Tak to się robi — Die Toten Hosen w Krakowie || relacja

Pierwszy raz widziałem Die Toten Hosen lata temu. W 2004 roku w Rzeszowie i jeśli mnie pamięć nie myli był to pierwszy koncert punk rockowej kapeli takiego formatu na jakim byłem. W sumie za wiele z niego nie pamiętam, oprócz wszechogarniającego odczucia totalnego zawodowstwa, jakie Hoseni prezentują na żywo. Myślałem wtedy, „właśnie tak powinno się grać koncerty”. Na takim poziomie i z taką energią. Minęło 15 lat i Die Toten Hosen na swojej trasie zahaczył o Kraków. Trzeba jechać i zobaczyć, czy Niemcy zdziadzieli czy wraz z Die Goldenen Zitronen mogą śpiewać "Fur immer punk".


Ich ostatnia płyta, „Laune der Natur” zbyt punkowa nie była. Ot solidne rockowe granie, do częstego zastosowania w radiu. Ale bonusowy dysk „Learning English vol 2” pokazał, że zespół nie wyskoczył z kociego podogonia, a klasyczny punk rock dalej gra w ich sercach. I właśnie to widać na żywo. Muzycy się postarzeli, ale nie przemienili się w ekipę niemieckich podtatusiałych Januszków. Oj zdecydowanie nie. Pod kątem scenicznej energii Campino daje z siebie tyle, co w 2004 roku. Z wyjątkiem swojego charakterystycznego wyskoku ze szpagatem. Poza tym bez różnicy — energia total.

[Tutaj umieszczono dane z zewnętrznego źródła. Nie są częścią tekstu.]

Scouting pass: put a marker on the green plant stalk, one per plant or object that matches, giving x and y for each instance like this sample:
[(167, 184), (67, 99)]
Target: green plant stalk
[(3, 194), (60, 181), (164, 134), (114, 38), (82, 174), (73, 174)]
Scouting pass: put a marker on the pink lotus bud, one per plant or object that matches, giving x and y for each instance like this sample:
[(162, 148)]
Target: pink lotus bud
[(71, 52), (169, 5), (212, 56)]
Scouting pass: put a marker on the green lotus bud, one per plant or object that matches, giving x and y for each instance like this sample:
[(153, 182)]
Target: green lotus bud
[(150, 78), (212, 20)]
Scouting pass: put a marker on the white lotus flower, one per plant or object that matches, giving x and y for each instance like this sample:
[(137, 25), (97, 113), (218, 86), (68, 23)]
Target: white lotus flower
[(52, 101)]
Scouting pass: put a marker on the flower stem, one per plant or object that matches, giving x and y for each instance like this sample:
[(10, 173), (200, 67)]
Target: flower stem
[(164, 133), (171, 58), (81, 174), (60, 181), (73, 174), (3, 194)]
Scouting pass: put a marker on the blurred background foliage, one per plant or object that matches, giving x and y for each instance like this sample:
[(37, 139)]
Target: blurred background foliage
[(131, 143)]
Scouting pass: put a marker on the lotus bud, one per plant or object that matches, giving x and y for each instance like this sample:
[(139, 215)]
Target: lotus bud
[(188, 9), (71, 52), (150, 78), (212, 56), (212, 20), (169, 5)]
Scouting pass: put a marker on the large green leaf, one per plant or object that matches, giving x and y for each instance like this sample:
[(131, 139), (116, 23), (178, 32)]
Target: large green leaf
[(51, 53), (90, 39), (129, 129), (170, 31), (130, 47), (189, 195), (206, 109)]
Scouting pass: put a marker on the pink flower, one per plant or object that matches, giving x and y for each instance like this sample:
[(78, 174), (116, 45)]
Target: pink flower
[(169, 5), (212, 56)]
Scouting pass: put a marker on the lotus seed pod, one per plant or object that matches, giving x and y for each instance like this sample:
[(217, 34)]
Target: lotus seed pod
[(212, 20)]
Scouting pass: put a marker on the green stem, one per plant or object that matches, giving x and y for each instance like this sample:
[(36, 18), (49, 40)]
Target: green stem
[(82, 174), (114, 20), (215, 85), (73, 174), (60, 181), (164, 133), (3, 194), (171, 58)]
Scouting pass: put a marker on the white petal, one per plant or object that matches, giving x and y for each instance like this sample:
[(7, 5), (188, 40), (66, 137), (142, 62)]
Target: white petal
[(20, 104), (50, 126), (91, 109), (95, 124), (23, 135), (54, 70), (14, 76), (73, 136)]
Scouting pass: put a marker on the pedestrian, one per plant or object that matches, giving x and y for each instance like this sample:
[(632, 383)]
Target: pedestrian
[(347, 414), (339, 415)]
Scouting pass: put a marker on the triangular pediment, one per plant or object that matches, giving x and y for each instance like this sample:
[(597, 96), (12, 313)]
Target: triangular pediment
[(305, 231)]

Mimo tego, że sporo miejsca zajmowały kawałki z ostatnich płyt (i dobrze) to przyznaję, że usłyszałem to, co chciałem usłyszeć: „Opel gang”, „Paradies”, „Pushed again”, „Hier kommt Alex”, „Auswärtsspiel” a do tego zaskoczonko w postaci coveru „Where are they now” Cock Sparrera, który na żywo zabrzmiał wyśmienicie (ten numer z wokalnym udziałem Colina znajdziecie na „Learning English 2”). Gdybym widział Hosenów pierwszy raz to pewnie brakowałoby mi paru starych numerów, jak choćby „All die ganzen jahre”, ale ta kapela ma na koncie tyle albumów, że ciężko by było im grać w kółko to samo. A tego wieczoru w Krakowie zagrali ponad trzydzieści utworów!

Na żywo kawałki z nowej płyty również grały jak trzeba i ujawniły swój koncertowy potencjał. Przy chórkach z numeru „Laune der Natur” można było poczuć się jak na stadionie. Zresztą wiele numerów Hosenów stworzona jest pod stadionowe aranżacje i chóralne śpiewy wraz z publiką. Było widać, że muzycy wiedzą jak dobrać numery, żeby były koncertowo skuteczne.

Po koncercie mam takie samo wrażenie jak w 2004 roku. Die Toten Hosen doskonale wiedzą jak się gra koncerty i nie zamierzają obniżać poprzeczki.

Jedyne, co mnie martwi to tak mała liczba młodzieży, która tego wieczoru zjawiła się w krakowskim klubie Studio. Die Toten Hosen? Gimby nie znajo. A szkoda.